Par contre, le commentaire précédent n’a visiblement rien à raconter sur le sujet du débat : unité des organisations ou unité des exploités dans la lutte ?
N’importe qui peut se réclamer de n’importe qui, c’est sur le terrain qu’on juge les gens. Comme d’habitude, le CCI parle à la place des autres, morts ou vivants.
« unité des organisations ou unité des exploités dans la lutte ? » Ça va bien au CCI de faire la distinction, lui qui ne reconnaît AUCUNE des organisations en dehors de son groupuscule que se choisissent les exploités pour lutter.

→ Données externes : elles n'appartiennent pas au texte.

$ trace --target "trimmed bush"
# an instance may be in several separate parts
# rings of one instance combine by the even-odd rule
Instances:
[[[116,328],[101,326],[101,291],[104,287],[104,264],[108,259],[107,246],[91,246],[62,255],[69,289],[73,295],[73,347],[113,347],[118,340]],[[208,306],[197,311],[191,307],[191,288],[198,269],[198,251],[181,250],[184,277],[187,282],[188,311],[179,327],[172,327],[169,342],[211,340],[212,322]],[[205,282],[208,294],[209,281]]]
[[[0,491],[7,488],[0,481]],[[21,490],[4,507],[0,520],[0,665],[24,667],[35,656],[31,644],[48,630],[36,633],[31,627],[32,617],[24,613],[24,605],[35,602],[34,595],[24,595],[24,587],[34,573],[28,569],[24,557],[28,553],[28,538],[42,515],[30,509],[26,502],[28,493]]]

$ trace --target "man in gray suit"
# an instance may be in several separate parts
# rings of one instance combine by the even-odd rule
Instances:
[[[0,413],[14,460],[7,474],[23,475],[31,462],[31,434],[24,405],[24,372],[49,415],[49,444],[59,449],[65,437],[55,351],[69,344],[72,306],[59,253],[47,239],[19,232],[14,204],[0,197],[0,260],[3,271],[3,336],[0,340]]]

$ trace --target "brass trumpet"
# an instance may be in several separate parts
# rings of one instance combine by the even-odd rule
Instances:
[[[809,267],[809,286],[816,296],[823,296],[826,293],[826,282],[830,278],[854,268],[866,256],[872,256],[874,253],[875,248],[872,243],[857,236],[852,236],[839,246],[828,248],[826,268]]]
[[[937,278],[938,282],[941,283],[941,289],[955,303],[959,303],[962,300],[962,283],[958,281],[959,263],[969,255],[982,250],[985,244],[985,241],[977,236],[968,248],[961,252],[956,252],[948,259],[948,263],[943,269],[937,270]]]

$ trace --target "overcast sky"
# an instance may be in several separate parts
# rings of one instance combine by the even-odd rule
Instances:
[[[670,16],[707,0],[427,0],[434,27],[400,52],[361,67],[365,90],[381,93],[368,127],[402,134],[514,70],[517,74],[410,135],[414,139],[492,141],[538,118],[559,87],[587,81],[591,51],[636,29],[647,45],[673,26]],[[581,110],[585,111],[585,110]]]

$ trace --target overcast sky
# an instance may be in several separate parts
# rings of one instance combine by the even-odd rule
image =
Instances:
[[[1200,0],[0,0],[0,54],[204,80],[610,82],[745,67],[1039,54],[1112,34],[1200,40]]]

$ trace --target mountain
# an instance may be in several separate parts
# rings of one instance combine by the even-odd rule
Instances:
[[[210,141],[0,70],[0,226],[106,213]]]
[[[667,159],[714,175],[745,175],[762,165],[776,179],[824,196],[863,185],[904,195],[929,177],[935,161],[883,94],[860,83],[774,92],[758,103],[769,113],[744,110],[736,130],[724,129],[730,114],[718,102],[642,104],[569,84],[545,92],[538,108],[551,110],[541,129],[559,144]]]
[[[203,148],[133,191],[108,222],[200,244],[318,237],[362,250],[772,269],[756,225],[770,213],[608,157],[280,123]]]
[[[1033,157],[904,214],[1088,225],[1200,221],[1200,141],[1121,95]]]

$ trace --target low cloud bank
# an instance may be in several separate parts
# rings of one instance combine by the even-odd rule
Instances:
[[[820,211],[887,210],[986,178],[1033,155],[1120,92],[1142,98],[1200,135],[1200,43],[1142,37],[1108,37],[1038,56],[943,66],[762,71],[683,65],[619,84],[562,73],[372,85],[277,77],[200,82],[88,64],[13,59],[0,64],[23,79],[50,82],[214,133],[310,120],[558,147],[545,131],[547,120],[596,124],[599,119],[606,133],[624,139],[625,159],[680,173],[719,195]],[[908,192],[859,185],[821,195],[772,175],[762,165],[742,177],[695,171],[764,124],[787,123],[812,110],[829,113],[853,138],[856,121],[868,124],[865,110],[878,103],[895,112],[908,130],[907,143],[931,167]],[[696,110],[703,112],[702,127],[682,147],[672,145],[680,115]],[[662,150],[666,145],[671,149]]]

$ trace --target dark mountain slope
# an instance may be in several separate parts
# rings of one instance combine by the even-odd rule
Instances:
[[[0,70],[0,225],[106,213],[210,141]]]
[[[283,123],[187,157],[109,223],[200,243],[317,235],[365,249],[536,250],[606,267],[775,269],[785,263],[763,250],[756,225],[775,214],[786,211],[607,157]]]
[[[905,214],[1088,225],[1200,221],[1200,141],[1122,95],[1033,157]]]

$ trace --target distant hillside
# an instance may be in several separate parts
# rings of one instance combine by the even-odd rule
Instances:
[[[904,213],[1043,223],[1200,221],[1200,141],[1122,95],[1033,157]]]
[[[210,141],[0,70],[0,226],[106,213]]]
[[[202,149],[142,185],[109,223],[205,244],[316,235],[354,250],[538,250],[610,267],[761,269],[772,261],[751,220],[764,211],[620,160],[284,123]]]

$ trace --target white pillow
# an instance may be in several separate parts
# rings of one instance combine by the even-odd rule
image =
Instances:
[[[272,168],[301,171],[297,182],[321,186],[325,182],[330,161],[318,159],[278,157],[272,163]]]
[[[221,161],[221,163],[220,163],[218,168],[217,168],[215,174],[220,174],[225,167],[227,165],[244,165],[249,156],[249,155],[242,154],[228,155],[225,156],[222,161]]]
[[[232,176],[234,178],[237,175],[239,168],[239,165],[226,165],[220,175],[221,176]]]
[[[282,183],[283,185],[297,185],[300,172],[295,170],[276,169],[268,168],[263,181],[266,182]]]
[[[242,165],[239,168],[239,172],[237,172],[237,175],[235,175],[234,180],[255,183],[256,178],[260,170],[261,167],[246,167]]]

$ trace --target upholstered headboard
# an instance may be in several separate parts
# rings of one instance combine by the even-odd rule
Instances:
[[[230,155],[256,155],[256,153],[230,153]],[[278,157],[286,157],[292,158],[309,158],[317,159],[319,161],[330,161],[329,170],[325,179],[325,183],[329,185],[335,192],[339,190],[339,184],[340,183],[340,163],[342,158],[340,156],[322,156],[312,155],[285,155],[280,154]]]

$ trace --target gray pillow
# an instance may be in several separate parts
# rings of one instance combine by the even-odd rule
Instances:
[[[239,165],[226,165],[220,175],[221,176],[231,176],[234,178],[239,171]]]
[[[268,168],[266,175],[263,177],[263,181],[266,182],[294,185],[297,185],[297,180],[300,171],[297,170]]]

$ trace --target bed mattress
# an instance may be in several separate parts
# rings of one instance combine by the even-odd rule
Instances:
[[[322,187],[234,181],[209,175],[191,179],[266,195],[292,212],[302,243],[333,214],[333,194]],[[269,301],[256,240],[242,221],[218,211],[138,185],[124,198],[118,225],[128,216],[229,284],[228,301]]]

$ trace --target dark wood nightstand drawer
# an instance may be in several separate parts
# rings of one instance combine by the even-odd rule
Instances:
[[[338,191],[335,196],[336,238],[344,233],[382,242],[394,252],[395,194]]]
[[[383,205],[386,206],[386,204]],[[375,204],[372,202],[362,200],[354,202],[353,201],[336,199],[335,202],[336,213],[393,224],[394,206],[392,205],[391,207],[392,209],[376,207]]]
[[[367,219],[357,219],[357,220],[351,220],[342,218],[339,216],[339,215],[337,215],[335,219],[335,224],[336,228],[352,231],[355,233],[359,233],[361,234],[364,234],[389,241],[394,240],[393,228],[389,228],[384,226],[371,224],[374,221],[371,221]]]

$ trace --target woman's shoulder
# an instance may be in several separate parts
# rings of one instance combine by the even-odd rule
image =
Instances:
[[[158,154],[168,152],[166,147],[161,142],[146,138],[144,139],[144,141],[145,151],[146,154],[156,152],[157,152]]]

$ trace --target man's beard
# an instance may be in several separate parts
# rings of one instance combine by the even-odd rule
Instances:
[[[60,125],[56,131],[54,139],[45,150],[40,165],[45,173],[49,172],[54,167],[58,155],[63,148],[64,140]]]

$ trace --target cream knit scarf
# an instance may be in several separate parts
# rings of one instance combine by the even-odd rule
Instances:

L’« unité des organisations », ça n’existe que dans les délires des stals ou des gauchistes bourgeois ! C’est bien l’unité des exploités qui compte, et on verra après que les organisations de Gauche et d’extrême-Gauche officielles sont toutes dans les faits CONTRE l’unité des exploités !
À côté de ça, le « commentateur » précédent nous a resservi un texte qu’il avait déjà utilisé, celui de l’OCL dont on peut dire qu’il aurait pu être signé par le PCF des années 30 ! Je cite :
« Le concept de Nation ne peut se réduire ni à une notion juridique, ni à un espace borné, et encore moins à un Etat. La Nation c’est tout simplement un ensemble de gens qui se reconnaissent comme y appartenant (souvent on est conscient d’une appartenance lorsque celle-ci est attaquée ou niée). Les éléments qui constituent cette auto-reconnaissance sont, au sens large, la culture. Ils sont très divers et vont de l’organisation sociale aux simples habitudes, de la langue à la religion, du mode de vie au mode de production, des références historiques à la reconnaissance d’un espace géographique…»
Que voilà une vision profondément bourgeoise de la Nation, avec un N majuscule dans le texte ! Et combien fantasmagorique ! Pour les exploités et le marxisme, la nation n’a jamais été qu’une fausse communauté, où la classe dominante IMPOSE SA culture, SA langue, SA religion, SON mode de vie, SES références historiques. À coups de règle sur les doigts à l’école de la République, on a appris au « peuple » à parler français et pas patois, à répéter « nos ancêtres les Gaulois », à faire son service militaire et à élire Monsieur le maire !
La nation est historiquement le cadre que s’est donné la bourgeoisie pour exploiter « son » prolétariat, pour défendre ses intérêts de clique et gérer son marché national ! La nation, c’est la communauté d’intérêts géographiques que les bourgeois ont trouvée afin d’exploiter et protéger « leur » marché, d’étendre « leur » influence contre celle des bourgeois « étrangers » et donc concurrents, le territoire sur lequel leur État défend les lois établies par la classe dominante. La nation, c’est la vision qu’a la bourgeoisie de la « communauté nationale », exploiteurs et exploités confondus, tous ensemble pour défendre les intérêts de la bourgeoisie nationale, de l’État national, ceux de la classe dominante !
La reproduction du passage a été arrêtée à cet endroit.